Cup your hands. What do you see? What kind of vessel are you carrying? I would love to know.

I Have No Ideas!

Most Monday mornings I write my post for Tuesday. I may even write the Thursday post and prepare for the writing group I facilitate on Thursday mornings. That leaves room during the rest of the week to meet with my spiritual direction clients and any other zoom or in-person events.

A good plan, but what happens when I have no idea what to write!

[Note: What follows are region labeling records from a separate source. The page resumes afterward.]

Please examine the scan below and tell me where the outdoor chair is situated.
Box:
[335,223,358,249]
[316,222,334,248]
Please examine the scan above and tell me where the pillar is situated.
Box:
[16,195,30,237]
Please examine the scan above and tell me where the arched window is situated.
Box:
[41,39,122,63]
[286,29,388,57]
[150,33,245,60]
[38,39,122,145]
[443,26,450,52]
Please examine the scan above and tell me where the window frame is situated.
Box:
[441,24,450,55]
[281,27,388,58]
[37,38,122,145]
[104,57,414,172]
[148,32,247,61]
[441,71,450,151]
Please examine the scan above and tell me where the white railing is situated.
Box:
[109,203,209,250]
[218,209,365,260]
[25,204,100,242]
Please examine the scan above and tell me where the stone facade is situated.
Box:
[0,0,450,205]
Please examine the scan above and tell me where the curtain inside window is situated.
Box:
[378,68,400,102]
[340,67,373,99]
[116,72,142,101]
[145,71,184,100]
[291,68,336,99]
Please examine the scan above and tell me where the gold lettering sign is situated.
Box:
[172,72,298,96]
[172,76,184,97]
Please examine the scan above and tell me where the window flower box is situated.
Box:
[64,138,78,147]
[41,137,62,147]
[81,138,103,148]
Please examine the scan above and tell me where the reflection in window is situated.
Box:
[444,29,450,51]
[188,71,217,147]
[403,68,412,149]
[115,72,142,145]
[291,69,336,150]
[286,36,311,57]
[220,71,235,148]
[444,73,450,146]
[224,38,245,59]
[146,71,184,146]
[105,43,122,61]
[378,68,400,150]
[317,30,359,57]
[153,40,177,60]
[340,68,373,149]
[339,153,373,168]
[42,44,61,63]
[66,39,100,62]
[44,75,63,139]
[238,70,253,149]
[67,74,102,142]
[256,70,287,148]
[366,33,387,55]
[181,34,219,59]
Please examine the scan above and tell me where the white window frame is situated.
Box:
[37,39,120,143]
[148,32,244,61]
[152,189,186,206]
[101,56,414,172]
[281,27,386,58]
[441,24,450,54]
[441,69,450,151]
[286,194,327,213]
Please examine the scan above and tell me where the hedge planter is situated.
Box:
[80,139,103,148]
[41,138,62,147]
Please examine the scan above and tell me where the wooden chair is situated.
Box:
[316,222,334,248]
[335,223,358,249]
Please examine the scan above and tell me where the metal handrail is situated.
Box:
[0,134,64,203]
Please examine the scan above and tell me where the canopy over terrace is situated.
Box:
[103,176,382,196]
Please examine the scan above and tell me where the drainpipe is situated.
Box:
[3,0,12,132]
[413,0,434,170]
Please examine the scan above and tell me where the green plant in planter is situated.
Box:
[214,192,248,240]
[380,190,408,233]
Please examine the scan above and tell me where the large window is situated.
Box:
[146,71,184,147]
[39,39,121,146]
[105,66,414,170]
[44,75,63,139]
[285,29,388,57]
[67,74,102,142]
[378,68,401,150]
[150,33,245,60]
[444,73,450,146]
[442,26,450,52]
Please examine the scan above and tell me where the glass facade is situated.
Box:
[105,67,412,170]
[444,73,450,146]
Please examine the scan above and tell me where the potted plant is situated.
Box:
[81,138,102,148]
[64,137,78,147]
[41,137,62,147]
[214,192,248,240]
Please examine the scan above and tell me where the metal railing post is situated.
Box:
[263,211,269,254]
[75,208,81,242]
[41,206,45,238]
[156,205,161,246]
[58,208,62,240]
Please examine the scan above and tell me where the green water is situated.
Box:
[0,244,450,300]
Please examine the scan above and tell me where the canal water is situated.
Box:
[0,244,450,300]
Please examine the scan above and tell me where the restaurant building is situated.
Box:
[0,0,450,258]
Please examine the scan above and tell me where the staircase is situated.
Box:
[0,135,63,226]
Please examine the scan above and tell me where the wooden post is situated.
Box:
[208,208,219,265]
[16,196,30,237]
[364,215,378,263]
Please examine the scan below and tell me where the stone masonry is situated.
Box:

Usually, during the previous week, I jot notes to myself that could develop into a blog post. This past week? Nothing! Or going to church will spark a thought. Sunday, even though the sermon and service and the adult forum were each inspiring and thought-provoking, nothing percolated for my weekly writing. Surely, I told myself, when I went to bed Sunday night, I will wake-up Monday morning with an ah-ha moment. Nothing!!!

What to do?

Well, do what you always do, Nancy. Begin the day with morning meditation. I read the Lenten reading for the day, I Samuel 3. God calls to Samuel, not once, but three times, and Samuel doesn’t recognize the Lord’s voice. Hmmmm. How many times, I wonder, have I failed to hear?

What is it I need to hear right now?

My husband calls a “good morning” up to the garret and leaves to meet a friend for breakfast. I take my shower and dress and make a quick grocery list. Friends are returning home today after being in a warmer climate for almost two months. I plan to fix them an easy supper and drop it off when I hear they have returned. I send a quick prayer for “traveling mercies,” and think about how good it will be to see them again.

I decide to empty the dishwasher. Normally, my husband does that, but I am happy to do it today–a delaying tactic before I face the empty screen. Sunday evening a group of friends gathered here for potluck supper, and the dishwasher was packed. As I empty it, I think how wonderful it was to be together after a long COVID interim. We laughed and told stories, some we have told before and will probably tell again. We asked for prayers for loved ones and shared moments of grace. I confess that earlier in the day as I set the table, I wondered if we would be able to ease into one another’s company once again. No worries, for we reveled in our friendship and connection.

Still delaying going to my desk, I walk into the snug where the two chairs we found last week at an antique shop look as if they have always been there. I need to find the right cushions, but no rush, and that will be a fun search.

Bruce put the old chairs out on the curb with free signs and almost immediately the young boys next door dashed out asking it they could have them. Bruce said yes, IF it was ok with their parents. Apparently, that answer was “No,” but in less than an hour I saw four young people loading them into a SUV, and they were gone. I imagined the new owners coming to a screeching halt in front of our house when they spotted the chairs. “Yea, these are just what we need! I thought about all the books read in those chairs and prayed the new owners will find comfort and ease in them, too.

Finally, I sat at my desk. No more delays. I whispered a quick prayer, “What should I write, Lord?”

I begin to write.

An Invitation

When have you not known what it is you are to do next or say or even write? How have you responded? I would love to know.